Dominion did not respond to the December 2009 OCF-3, and effectively delayed the crystallization of the dispute in relation to her non-earner benefits until June 2011. This delay, coupled with Dominion’s failure to arrange a neuropsychological evaluation, provide Ms. Beltrame with a reasonable explanation for the delay in providing evidence which she submits establishes her entitlement to the non-earner benefit.
Was Dominion obliged to arrange a neuropsychological IE?
The first party insurer’s duty of good faith is part of its common law obligations. The caselaw establishes that as part of its duty of good faith, an insurer has an obligation to deal with its insured’s claim fairly, and to carry out a proper investigation of a claim, and to carefully consider all of the available information, giving appropriate weight to that information in a fair and even-handed manner. An insurer is also required to identify information needed which would assist in assessing the claim properly. The caselaw also establishes that a first party insurer is obliged to prefer the claimant’s interests at least as much as its own.
Dominion informed Ms. Beltrame that it would assess her entitlement to the non-earner benefit closer to the 26 week mark, which it calculated to be January 8, 2010. As that date approached Dominion had had many fulsome discussions with Ms. Beltrame and knew the complete circumstances of the accident, her injuries and her ongoing symptoms, and of her pre-accident history of a brain tumor. Knowing all this Dominion did not arrange a neuropsychological examination of Ms. Beltrame.
The Arbitrator found that:
A claims examiner of sound and moderate judgement would appreciate that a traumatic brain injury may give rise to cognitive, emotional and behavioural impairments, which may impact on an insured person’s need for statutory accident benefits, and that the input of experts would be required in order to assess Ms. Beltrame’s entitlement to benefits.
A claims examiner of sound and moderate judgment who intended a thorough investigation of her head injury and who knew the circumstances of Ms. Beltrame’s injury, her symptoms, complaints and concerns, and who was alerted to a pre-existing brain tumor, would appreciate that she required the input of a neuropsychologist to address Ms. Beltrame’s entitlement to statutory accident benefits identified by the claims examiner on October 9, 2009.

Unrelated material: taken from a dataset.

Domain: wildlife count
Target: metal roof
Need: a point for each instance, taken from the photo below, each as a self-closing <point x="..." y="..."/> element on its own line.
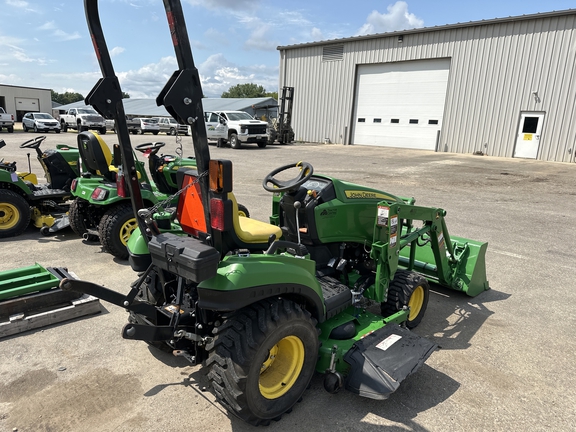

A claims examiner of sound and moderate judgment would appreciate that Dominion needed an opinion on whether Ms. Beltrame sustained a traumatic brain injury; the role if any of her pre-accident brain tumour, whether anxiety was a feature of a brain injury or due to other causes; whether her headaches and dizziness which prevented her from doing her housekeeping stemmed from a traumatic brain injury and if so whether there were treatment recommendations and strategies to assist her, in addition to paying her housekeeping benefits and any physiotherapy or chiropractic treatment.
Dominion should have known that there was a particular time sensitivity involved in arranging a neuropsychological exam in relation to Ms. Beltrame’s entitlement to non-earner benefits at the 26 week mark, since that is when Dominion would be required to pay those benefits, if Ms. Beltrame could establish that she met the qualifications for the benefit. Such an examination would be in Ms. Beltrame’s interest. In the Arbitrator’s view, it would also be in Dominion’s interest. If the neuropsychologist opined that Ms. Beltrame sustained a traumatic brain injury, he or she could provide Dominion with a basis to pay legitimate benefit claims and an appropriate focus of rehabilitation. If the examiner opined that she did not sustain a traumatic brain injury, it could also assist Dominion in limiting its exposure.
For these reasons the Arbitrator concluded that Dominion should have arranged a neuropsychological examination as part of a proper investigation.